CFOs urged to think beyond numbers in changing business world
Chief financial officers are no longer solely guardians of the numbers but must reinvent themselves as the growth drivers and change makers in their companies.
They need to lead integration across the entity and create added value in the face of an increasingly competitive and fast-changing market environment, experts and company leaders said.
In the past, the CFO role only focused on managing costs, budget and other financial matters, but the business world has changed quickly in the past few years bringing a new set of requirements to the role.
“Companies have to focus on growth nowadays to stay competitive, and the CFO’s role has to change as well,” said David Chan, a managing partner at Ernst & Young, who has been dealing with CFOs for many years. He was speaking during a panel session at the latest Redefining Hong Kong Debate Series forum, sponsored by the South China Morning Post, on Wednesday.
Chan said a survey done by EY showed companies want their CFO to be “a strategic partner” of the chief executive officer, with a keen awareness of the business world and the operations rather than a pure numbers person.
“For example, a lot of Chinese companies want to do M&A to grow, so as a CFO you need to understand the M&A process. If you can’t really get involved, you basically fail your job.”
While it may seem difficult for a CFO to become an all-round player overnight, Wilkie Wong, managing director of global sourcing, information technology and logistics at Esquel Group, suggested starting the reform process from the finance department itself.
“You need to improve productivity within the team first so that you can free up time and resources to do strategy for the company,” said Wong, who used to be the CFO of the multi-national textile manufacturing company.
Ruben Stappers, CFO at fashion e-commerce firm Zalora Group, said that as a young entity they look at all staff as business partners of the company.
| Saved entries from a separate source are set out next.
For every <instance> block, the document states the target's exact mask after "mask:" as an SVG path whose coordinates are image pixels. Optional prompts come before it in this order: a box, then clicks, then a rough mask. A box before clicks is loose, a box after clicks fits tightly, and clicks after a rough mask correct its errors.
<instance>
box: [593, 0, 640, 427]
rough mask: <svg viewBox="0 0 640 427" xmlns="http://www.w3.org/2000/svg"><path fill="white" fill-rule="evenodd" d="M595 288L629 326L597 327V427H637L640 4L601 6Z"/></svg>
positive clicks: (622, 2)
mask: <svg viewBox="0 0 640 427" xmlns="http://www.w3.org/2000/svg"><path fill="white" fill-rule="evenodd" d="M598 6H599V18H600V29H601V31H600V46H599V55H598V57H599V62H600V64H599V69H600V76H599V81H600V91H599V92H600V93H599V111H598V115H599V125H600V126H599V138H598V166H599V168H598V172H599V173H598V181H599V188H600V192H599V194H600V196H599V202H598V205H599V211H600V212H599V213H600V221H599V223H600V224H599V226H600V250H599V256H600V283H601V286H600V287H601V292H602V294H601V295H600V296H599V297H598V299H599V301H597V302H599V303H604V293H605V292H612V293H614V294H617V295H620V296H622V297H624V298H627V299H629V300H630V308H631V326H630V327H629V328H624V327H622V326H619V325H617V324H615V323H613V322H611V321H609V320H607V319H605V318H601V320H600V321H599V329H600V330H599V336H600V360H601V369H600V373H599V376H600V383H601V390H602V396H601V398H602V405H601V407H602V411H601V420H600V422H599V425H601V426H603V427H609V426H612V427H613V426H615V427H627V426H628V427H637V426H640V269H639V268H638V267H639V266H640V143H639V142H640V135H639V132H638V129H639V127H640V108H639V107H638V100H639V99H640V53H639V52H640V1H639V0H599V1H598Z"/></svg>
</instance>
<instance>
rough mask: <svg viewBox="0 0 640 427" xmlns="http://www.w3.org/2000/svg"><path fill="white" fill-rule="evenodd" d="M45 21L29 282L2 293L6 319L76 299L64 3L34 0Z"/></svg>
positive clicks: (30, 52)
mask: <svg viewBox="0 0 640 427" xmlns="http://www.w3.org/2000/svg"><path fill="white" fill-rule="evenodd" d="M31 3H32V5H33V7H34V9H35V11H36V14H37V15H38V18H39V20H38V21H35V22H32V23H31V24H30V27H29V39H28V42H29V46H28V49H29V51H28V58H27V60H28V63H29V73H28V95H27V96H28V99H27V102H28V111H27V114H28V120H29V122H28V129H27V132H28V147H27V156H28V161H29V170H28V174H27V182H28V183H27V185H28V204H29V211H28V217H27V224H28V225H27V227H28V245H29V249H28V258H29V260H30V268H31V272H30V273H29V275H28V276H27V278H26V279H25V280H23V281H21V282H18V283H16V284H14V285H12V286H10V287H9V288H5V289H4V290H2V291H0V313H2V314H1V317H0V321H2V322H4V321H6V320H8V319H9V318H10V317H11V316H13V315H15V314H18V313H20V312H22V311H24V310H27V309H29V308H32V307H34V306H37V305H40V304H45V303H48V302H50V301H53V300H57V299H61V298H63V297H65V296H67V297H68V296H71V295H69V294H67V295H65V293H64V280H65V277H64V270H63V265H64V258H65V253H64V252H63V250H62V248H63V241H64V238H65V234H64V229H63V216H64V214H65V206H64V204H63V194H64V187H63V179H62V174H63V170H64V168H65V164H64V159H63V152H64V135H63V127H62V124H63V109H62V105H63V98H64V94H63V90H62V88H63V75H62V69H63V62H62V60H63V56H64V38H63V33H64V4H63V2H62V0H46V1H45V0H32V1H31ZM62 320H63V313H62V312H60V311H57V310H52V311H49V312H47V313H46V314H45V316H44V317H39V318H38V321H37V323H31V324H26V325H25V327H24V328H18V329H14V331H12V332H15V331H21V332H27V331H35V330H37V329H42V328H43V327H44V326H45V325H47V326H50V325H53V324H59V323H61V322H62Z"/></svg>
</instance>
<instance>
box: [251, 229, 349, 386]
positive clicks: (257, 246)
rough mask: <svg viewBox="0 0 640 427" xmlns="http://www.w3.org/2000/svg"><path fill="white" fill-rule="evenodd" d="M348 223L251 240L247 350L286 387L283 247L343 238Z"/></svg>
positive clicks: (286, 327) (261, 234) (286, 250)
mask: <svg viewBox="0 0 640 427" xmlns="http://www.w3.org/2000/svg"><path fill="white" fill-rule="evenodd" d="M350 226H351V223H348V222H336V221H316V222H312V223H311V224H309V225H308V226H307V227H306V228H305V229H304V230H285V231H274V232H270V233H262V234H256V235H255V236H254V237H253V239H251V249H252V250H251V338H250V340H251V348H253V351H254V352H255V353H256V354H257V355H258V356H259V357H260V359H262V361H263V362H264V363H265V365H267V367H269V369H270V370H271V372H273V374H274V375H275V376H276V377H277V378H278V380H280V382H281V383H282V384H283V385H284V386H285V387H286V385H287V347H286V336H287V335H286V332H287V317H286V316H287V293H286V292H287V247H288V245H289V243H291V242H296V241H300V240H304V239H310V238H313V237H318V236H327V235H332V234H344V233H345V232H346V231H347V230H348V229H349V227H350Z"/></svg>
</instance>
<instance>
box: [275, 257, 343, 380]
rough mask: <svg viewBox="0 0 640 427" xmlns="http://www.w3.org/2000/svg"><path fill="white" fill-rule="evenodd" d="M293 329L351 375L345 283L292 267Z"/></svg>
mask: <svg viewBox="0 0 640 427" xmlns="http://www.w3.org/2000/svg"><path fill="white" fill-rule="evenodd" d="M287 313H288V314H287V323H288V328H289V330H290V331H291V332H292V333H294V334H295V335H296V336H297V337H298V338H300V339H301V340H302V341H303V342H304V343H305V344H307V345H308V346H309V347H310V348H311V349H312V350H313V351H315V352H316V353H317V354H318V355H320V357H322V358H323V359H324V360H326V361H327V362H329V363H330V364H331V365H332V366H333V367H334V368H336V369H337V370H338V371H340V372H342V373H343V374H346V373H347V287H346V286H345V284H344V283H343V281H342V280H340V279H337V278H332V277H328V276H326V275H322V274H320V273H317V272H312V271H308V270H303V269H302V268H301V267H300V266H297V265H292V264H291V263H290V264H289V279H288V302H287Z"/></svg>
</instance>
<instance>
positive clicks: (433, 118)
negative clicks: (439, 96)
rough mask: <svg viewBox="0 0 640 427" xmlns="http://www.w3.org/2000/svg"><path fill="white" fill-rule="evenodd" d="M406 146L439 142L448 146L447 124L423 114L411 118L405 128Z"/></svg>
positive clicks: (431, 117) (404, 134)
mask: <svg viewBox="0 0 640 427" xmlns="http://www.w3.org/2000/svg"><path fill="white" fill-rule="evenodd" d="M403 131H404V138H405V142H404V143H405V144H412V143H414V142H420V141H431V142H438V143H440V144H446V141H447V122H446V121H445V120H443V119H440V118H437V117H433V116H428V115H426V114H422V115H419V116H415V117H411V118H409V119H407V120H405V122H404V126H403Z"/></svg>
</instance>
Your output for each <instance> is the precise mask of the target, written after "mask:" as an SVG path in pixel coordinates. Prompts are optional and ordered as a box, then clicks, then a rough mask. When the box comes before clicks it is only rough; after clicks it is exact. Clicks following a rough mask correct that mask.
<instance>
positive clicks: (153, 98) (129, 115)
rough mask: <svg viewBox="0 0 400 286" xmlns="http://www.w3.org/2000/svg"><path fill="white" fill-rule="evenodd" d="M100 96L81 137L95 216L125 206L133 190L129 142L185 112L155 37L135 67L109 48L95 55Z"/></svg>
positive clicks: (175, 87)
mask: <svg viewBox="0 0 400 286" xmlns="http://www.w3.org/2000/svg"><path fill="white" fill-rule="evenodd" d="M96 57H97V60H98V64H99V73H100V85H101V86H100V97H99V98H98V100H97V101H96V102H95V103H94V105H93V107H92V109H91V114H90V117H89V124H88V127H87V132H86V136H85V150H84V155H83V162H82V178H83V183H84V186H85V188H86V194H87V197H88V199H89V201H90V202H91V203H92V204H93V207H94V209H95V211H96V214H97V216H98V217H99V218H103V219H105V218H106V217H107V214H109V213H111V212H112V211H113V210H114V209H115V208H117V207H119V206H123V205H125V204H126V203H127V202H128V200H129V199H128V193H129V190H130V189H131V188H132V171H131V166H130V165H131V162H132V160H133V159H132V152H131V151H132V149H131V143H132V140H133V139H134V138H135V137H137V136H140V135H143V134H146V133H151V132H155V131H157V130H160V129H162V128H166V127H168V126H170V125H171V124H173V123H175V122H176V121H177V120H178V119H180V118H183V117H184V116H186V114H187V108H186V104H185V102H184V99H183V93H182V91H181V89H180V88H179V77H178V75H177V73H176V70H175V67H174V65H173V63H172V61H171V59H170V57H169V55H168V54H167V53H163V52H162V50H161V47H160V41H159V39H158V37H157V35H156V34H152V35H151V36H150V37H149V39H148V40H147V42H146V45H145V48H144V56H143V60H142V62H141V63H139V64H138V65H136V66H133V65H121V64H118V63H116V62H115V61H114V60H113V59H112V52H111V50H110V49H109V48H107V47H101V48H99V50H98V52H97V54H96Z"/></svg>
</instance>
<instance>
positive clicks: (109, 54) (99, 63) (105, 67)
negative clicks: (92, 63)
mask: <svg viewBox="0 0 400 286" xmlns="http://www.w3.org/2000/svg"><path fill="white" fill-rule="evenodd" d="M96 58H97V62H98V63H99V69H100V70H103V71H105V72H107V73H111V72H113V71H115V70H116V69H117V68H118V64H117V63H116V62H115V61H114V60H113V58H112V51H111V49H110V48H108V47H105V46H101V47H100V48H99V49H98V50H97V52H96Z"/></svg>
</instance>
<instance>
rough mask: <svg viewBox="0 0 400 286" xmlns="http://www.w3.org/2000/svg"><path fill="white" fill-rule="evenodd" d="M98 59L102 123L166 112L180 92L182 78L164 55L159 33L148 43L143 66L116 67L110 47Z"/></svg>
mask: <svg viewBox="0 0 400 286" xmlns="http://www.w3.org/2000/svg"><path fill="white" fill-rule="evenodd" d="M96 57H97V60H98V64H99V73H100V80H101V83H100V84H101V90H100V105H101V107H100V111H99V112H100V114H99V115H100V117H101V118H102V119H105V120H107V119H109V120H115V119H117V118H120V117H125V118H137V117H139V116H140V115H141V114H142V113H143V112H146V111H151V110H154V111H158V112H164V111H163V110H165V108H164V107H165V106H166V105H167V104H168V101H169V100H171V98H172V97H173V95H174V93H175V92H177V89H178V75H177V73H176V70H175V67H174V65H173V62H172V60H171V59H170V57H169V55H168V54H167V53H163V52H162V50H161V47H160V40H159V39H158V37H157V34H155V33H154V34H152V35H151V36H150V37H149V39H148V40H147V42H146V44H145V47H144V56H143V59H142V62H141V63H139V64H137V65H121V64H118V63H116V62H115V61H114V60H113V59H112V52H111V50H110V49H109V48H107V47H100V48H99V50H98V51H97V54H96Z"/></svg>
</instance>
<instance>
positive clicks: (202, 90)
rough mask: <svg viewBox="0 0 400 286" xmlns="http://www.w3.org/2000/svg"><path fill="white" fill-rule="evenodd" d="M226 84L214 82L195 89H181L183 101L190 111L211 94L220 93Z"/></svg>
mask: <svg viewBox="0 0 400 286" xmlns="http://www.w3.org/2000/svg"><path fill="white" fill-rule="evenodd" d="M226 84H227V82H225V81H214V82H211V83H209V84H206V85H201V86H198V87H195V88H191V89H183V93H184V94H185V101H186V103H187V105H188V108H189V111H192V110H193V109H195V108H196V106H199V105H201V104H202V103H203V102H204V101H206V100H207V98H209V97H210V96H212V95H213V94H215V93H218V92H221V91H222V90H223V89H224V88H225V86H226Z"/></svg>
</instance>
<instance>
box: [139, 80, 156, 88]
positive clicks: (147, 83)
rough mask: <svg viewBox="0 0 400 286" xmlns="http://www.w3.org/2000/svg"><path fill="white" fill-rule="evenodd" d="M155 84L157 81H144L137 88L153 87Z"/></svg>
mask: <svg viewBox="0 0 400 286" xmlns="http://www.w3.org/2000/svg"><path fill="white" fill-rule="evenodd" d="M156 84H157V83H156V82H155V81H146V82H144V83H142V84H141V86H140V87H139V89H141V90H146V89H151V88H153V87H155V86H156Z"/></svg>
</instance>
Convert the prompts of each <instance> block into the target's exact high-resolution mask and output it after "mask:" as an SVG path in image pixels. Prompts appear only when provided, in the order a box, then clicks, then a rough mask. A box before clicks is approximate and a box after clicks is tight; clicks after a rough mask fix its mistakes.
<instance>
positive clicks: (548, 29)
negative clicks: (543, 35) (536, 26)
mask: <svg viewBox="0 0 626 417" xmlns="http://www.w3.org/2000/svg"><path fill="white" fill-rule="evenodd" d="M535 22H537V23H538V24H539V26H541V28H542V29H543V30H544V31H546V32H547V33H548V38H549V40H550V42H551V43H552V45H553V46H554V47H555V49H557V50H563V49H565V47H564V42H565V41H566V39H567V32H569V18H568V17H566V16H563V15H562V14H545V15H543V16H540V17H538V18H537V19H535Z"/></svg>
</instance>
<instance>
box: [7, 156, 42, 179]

To stimulate the finance department to think more, they dumped their fixed budget, and set it as 20 per cent of annual revenue.
“The more revenue you drive, the more budget you have,” Stappers said.
He added that CFO is a “people job” and people in the role should have the ability to bring all departments together.
Panelists agreed that an ideal CFO in the new generation needs to have a comprehensive background, not only in accounting, but also IT and sales. They must also be able to step up when the CEO needs support. “The industry is gradually moving in that direction,” Wong said.